|
Research
Doug Baynton has a joint appointment in the Department of History and the Department of Speech Pathology and Audiology. Doug's primary interest is the history of disability in the United States. His research and teaching explore how the cultural meanings of disabilities have changed over time, with particular interest in how the concept of disability can shed light on our understanding of such topics as nativism, eugenics, racial stereotyping, gender roles, and ideas of progress and decline, civilization and nature.
Doug Baynton's first book, Forbidden Signs: American Culture and the Campaign against Sign Language (1996), has become one of the defining books in the field of disability history, widely reviewed in both academic and general interest publications.

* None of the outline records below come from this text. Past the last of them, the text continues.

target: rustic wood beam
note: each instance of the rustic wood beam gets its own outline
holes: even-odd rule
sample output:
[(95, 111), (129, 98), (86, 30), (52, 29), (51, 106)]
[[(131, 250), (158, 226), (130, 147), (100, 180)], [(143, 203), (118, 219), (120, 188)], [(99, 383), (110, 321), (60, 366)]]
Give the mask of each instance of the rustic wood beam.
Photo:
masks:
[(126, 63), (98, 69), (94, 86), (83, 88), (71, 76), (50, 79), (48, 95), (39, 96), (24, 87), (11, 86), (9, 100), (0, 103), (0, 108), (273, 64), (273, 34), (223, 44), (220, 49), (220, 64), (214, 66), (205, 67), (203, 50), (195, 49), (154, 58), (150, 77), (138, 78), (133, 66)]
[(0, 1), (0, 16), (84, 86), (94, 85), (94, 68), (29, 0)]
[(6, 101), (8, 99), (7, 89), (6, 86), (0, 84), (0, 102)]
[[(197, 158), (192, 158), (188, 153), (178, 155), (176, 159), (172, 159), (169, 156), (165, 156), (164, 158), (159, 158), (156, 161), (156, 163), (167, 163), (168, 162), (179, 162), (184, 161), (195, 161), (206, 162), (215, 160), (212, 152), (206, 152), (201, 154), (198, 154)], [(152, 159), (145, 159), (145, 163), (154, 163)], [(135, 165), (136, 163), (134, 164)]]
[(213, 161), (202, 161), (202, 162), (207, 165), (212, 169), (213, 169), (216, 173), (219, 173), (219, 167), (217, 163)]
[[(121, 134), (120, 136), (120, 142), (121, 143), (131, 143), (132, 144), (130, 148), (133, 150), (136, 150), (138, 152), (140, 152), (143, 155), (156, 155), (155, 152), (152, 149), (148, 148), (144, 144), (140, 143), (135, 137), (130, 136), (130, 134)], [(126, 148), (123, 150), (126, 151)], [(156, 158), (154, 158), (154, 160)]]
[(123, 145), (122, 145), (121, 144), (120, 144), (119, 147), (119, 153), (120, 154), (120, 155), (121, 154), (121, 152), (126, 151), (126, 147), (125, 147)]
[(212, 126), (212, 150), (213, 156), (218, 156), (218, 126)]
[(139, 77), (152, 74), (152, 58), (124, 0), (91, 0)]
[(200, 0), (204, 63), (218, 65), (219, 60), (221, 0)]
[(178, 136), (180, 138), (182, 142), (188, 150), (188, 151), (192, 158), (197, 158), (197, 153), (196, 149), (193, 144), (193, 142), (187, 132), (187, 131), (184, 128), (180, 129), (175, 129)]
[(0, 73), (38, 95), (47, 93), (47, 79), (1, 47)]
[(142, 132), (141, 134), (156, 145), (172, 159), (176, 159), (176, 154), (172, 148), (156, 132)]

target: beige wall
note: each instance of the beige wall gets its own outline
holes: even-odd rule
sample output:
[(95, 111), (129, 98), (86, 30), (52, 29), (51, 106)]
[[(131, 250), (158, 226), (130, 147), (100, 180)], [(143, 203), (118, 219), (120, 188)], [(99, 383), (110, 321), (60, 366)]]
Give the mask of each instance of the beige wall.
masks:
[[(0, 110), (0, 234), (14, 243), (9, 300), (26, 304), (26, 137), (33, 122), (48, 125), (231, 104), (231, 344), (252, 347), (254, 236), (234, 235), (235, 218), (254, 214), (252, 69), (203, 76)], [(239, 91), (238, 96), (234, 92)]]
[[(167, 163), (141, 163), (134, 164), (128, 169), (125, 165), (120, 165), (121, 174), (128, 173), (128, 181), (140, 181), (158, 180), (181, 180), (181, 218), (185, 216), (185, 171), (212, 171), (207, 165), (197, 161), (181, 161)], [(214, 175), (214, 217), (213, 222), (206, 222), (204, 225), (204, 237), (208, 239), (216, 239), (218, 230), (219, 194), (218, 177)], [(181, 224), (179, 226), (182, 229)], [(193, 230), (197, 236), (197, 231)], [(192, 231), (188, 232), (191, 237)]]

He is the author of numerous articles on the history of disability and is currently writing a book on the concept of "defective persons" in the making of American immigration policy since the late nineteenth century.
Doug serves on the Editorial Board of Sign Language Studies. He has served as a consultant to public television (PBS) for a documentary, "History Through Deaf Eyes" and to National Public Radio for its broadcast, "Beyond Affliction: The Disability History Project." Doug served as a consultant to the National Museum of American History for the "BodyWorks" exhibit in 1998 and on the planning committee for the Museum's "Exhibiting Disability" conference in 1999.
Doug Baynton received his PhD from the University of Iowa in 1993.